Es droht Krieg in Europa, doch Deutschland stolpert, der Regierungschef voran, hilf- und orientierungslos durch die Ukrainekrise. Die Energiepreise explodieren, doch tut die Regierung so, als ginge sie das nichts an. Und jetzt ist dem Kanzler auch noch bei der zu lange verschleppten Impfpflicht das Momentum völlig abhandengekommen.

Heute diskutiert der Bundestag erstmals über die konkurrierenden Impfpflicht-Modelle. Schon der Umstand, dass die Ampelregierung sich keinen eigenen Vorschlag zutraut, sondern abwartet, welche Mehrheit sich im Bundestag zusammenwürfelt, offenbart ihre Verlegenheit. Weder hat sie – wegen der kritischen Position von großen Teilen der FDP zur Impfpflicht – eine eigene Gestaltungsmehrheit, noch verfügt sie über die Gewissheit, dass das Verfassungsgericht ihr Gesetz nicht einkassiert. Die auf dem Höhepunkt der Delta-Welle noch überwältigende Zustimmung der Bevölkerung zur Impfpflicht schrumpft mit jedem Tag, an dem dank Omikron das Ende der Pandemie näher rückt. Klar hilft die Impfpflicht bei deren Eindämmung, sie schützt zumindest vor schweren Krankheitsverläufen und entlastet so die Kliniken – aber erfüllt sie auch den Verfassungsgrundsatz der Verhältnismäßigkeit, gerade vor dem Hintergrund nur mäßig wirksamer Vakzine und immer heftigerer gesellschaftlicher Konflikte? Praktiker mahnen zudem, dass allenfalls fünf Prozent der Bevölkerung über den Umweg einer Pflicht zusätzlich für eine Impfung zu gewinnen wären. Ist das den Aufwand wert?

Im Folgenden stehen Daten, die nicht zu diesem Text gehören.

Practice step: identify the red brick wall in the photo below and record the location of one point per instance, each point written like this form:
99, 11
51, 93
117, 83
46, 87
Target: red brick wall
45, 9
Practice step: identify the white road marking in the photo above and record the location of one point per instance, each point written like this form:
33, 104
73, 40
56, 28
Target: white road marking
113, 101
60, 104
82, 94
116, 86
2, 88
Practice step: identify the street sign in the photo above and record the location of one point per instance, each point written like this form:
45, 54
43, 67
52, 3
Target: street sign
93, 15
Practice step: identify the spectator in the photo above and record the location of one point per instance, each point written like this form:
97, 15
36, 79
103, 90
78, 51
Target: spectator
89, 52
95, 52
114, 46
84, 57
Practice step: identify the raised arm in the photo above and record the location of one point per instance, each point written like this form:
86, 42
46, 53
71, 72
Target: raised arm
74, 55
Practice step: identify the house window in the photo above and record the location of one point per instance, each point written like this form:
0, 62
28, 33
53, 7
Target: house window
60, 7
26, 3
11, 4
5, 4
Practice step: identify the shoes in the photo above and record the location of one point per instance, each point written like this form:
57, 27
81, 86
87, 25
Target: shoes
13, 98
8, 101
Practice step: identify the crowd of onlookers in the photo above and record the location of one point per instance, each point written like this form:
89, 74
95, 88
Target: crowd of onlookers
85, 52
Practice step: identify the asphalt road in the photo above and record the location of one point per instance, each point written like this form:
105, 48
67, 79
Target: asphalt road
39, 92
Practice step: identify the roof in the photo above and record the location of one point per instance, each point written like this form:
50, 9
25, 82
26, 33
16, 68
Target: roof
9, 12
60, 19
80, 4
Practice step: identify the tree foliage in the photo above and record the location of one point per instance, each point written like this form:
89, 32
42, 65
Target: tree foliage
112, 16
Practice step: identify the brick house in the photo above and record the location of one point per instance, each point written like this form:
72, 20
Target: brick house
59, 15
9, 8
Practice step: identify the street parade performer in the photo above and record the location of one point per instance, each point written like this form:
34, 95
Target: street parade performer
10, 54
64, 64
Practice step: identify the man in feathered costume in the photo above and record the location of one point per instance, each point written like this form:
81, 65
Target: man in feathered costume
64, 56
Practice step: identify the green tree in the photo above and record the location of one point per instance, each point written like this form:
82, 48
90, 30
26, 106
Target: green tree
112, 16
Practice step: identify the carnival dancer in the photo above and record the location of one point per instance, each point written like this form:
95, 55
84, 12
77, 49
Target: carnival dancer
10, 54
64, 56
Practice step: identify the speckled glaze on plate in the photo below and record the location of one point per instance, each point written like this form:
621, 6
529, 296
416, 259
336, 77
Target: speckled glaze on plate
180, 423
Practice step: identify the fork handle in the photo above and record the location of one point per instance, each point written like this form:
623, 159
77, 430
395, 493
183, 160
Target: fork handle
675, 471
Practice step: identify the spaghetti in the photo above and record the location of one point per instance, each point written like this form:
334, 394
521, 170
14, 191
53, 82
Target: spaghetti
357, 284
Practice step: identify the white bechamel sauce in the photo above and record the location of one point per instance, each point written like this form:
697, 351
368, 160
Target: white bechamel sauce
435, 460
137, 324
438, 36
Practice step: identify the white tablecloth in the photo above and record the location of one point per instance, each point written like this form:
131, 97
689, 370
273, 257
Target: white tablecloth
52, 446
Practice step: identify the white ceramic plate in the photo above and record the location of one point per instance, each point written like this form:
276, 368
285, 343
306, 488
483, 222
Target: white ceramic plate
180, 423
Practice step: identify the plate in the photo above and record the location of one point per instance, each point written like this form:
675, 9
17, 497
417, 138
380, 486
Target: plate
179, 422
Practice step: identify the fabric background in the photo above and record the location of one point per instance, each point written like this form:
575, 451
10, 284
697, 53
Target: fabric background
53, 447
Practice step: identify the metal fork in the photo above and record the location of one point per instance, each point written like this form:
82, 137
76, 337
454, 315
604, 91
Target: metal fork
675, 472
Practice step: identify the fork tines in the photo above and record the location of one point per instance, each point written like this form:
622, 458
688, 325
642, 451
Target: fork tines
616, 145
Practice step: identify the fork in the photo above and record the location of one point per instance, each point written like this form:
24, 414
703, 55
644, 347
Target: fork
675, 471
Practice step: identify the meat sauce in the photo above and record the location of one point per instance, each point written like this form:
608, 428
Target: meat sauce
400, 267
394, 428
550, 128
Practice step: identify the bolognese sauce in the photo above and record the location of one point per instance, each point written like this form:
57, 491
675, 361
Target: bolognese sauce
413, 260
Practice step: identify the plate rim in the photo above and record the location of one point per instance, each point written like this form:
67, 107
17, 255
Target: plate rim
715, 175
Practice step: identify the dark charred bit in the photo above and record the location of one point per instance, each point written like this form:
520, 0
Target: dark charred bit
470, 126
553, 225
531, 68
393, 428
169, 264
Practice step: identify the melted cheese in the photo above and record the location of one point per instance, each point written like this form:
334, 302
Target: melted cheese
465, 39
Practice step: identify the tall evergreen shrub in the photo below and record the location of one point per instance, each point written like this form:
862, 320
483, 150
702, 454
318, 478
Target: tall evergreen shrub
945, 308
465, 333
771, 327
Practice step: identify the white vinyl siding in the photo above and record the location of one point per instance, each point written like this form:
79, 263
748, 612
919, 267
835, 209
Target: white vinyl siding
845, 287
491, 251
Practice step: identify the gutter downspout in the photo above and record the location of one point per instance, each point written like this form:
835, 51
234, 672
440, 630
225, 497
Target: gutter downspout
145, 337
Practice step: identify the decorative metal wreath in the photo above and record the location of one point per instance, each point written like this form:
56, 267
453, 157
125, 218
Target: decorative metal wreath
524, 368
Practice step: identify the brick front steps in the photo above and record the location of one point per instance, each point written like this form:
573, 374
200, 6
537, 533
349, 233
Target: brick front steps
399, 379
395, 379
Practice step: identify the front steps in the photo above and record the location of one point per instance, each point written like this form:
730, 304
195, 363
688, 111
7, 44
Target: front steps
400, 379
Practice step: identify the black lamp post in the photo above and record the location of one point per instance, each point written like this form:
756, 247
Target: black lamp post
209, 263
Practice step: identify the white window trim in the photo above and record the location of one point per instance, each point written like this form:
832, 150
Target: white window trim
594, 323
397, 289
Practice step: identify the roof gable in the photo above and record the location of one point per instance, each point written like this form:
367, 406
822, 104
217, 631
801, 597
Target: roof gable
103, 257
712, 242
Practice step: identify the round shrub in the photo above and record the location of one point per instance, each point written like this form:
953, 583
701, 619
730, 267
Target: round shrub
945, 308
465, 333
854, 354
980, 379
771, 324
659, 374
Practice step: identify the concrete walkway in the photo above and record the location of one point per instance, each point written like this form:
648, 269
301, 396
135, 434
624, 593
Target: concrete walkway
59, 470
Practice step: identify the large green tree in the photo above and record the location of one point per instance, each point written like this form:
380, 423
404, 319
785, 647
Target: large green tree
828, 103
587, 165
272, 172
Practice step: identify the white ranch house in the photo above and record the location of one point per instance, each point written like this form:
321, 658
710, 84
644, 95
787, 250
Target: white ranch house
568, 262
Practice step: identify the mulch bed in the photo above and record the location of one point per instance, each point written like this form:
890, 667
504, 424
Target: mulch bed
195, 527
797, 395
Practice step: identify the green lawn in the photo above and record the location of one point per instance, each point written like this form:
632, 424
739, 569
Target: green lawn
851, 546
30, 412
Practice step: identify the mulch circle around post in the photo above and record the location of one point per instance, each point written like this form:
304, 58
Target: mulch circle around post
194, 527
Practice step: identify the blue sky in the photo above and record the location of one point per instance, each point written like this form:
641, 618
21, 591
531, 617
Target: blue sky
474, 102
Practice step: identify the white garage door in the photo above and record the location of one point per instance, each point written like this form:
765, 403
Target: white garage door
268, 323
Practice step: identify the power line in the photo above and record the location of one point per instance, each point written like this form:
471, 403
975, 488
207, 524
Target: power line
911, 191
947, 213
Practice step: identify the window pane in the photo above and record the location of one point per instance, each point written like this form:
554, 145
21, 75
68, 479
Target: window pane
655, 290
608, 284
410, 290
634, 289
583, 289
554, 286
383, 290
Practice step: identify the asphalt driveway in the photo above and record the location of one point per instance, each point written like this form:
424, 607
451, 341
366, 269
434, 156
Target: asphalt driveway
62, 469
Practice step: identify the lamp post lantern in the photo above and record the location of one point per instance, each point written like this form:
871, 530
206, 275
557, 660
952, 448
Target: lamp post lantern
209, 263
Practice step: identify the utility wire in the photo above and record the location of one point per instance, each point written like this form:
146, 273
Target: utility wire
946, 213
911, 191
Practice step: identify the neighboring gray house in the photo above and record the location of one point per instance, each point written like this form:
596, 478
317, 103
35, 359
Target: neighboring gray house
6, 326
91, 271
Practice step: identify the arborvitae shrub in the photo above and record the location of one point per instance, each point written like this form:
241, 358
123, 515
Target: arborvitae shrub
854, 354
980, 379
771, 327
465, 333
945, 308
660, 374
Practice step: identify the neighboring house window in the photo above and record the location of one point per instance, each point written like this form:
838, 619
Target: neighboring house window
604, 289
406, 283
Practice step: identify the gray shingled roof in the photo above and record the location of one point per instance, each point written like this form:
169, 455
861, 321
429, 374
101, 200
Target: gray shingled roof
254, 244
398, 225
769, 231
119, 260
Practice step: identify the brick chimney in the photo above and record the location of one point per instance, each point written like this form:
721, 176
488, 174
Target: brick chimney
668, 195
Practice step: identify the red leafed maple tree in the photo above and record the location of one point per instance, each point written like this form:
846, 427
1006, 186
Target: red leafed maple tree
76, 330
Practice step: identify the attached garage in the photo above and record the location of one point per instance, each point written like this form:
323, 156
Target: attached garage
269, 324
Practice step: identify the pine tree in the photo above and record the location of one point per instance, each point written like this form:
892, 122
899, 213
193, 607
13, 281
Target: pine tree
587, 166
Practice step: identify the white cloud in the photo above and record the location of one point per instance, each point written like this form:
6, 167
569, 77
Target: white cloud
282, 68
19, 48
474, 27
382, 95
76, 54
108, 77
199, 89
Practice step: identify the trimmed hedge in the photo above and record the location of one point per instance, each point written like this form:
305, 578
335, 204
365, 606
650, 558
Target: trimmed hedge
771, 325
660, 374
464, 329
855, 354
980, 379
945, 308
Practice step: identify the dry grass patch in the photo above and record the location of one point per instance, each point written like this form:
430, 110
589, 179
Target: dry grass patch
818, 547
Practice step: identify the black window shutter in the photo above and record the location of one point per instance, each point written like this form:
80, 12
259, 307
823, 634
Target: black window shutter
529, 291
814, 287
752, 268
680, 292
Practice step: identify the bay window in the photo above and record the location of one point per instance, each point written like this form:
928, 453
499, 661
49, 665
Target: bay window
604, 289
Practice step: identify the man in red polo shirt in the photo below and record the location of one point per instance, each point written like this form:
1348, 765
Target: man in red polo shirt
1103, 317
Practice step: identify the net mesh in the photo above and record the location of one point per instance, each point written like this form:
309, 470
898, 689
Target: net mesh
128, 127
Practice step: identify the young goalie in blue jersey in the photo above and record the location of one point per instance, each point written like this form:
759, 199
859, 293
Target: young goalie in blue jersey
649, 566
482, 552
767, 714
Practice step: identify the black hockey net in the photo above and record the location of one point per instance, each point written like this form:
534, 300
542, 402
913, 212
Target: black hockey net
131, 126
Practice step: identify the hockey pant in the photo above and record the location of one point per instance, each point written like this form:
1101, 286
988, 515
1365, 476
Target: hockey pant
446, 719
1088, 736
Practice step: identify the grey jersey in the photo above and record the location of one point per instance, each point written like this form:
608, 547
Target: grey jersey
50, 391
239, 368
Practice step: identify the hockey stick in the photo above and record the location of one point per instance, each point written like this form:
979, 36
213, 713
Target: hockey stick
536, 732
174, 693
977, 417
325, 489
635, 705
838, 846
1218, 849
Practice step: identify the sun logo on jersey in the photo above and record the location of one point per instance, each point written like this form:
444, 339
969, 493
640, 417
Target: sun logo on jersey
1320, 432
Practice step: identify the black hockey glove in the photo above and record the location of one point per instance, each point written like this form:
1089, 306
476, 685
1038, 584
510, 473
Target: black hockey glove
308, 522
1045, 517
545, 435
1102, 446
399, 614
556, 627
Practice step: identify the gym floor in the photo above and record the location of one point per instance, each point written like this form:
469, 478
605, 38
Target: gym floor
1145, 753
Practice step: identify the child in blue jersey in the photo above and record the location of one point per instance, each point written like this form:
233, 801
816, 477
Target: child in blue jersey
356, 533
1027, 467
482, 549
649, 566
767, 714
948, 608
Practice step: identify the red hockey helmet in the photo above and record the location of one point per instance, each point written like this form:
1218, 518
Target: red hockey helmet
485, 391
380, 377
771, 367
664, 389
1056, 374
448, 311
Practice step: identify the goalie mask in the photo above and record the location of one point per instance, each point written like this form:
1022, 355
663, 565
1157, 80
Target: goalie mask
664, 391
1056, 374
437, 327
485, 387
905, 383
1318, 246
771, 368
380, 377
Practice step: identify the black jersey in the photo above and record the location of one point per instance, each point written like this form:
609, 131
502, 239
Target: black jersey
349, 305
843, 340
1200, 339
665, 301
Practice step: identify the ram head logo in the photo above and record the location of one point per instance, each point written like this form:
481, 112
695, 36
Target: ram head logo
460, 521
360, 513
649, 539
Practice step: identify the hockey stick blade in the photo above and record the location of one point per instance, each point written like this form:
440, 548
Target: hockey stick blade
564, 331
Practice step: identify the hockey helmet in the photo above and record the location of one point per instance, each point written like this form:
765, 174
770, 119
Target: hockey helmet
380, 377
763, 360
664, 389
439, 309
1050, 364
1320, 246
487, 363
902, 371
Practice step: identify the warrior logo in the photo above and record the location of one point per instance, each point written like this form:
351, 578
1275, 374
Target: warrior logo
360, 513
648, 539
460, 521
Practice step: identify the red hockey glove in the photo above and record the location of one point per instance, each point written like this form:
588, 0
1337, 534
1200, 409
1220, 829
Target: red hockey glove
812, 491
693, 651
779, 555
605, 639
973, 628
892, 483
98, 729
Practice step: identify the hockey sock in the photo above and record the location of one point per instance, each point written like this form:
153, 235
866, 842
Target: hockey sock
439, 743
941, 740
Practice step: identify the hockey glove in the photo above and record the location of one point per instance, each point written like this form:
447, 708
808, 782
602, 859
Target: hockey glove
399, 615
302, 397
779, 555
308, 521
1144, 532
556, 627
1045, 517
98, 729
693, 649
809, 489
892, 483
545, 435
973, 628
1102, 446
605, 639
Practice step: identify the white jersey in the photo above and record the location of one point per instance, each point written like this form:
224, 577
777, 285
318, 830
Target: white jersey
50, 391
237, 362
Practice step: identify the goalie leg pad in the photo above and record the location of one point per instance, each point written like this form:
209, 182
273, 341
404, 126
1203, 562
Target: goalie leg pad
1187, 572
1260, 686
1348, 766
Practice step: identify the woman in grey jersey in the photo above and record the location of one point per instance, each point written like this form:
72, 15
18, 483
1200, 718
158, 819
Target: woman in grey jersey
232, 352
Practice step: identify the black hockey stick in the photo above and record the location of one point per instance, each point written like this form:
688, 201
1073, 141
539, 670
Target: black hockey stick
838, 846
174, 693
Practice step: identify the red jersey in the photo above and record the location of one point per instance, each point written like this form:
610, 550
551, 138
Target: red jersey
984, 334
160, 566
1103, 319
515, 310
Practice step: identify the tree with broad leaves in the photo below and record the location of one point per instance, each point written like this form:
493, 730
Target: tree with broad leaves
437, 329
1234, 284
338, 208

Die Regierung hat das Thema zu lange treiben lassen und muss sich jetzt von Verfassungsjuristen belehren lassen, dass sich vor der Impfpflicht, je nach Ausgestaltung, turmhoch die Einwände türmen. Der verfahrenen Lage angemessen erscheinen ohnehin nur noch abgestufte und zeitlich strikt befristete Modelle, etwa eine Impfpflicht nur für die von Corona besonders oft schwer betroffenen über 50-Jährigen. Ein möglicher Ausweg für die Ampelkoalition wäre es, die Impfpflicht vom Bundestag grundsätzlich beschließen zu lassen, sie aber nur im „Fall der Fälle“ zu aktivieren, etwa wenn eine aggressive Mutation sich verbreitet, vor der Gesundheitsminister Lauterbach schon jetzt warnt. Doch dürfte schon das gewählte Verfahren, den Bundestag in einem dynamischen Gruppenverfahren entscheiden zu lassen, solchen Kompromissen im Wege stehen. Mal ganz abgesehen davon, dass es ein politisch heikles Manöver wäre, wenn der Bundestag der Regierung per Vorratsbeschluss die Prokura einräumte, über einen so zentralen Grundrechtseingriff wie die Inkraftsetzung der Impfpflicht nach eigenem Gusto zu entscheiden. Jedenfalls die Unionsfraktion wird sich darauf nicht einlassen. Warum sollte sie auch für eine Ampelkoalition ohne Mehrheit die Kartoffeln aus dem Feuer holen? Damit hängt die Impfpflicht insgesamt am seidenen Faden. Selbst wenn sie am Ende kommt, wird sie ihre Ziele, die Beendigung der Pandemie und die Befriedung des Landes, wohl nicht erreichen.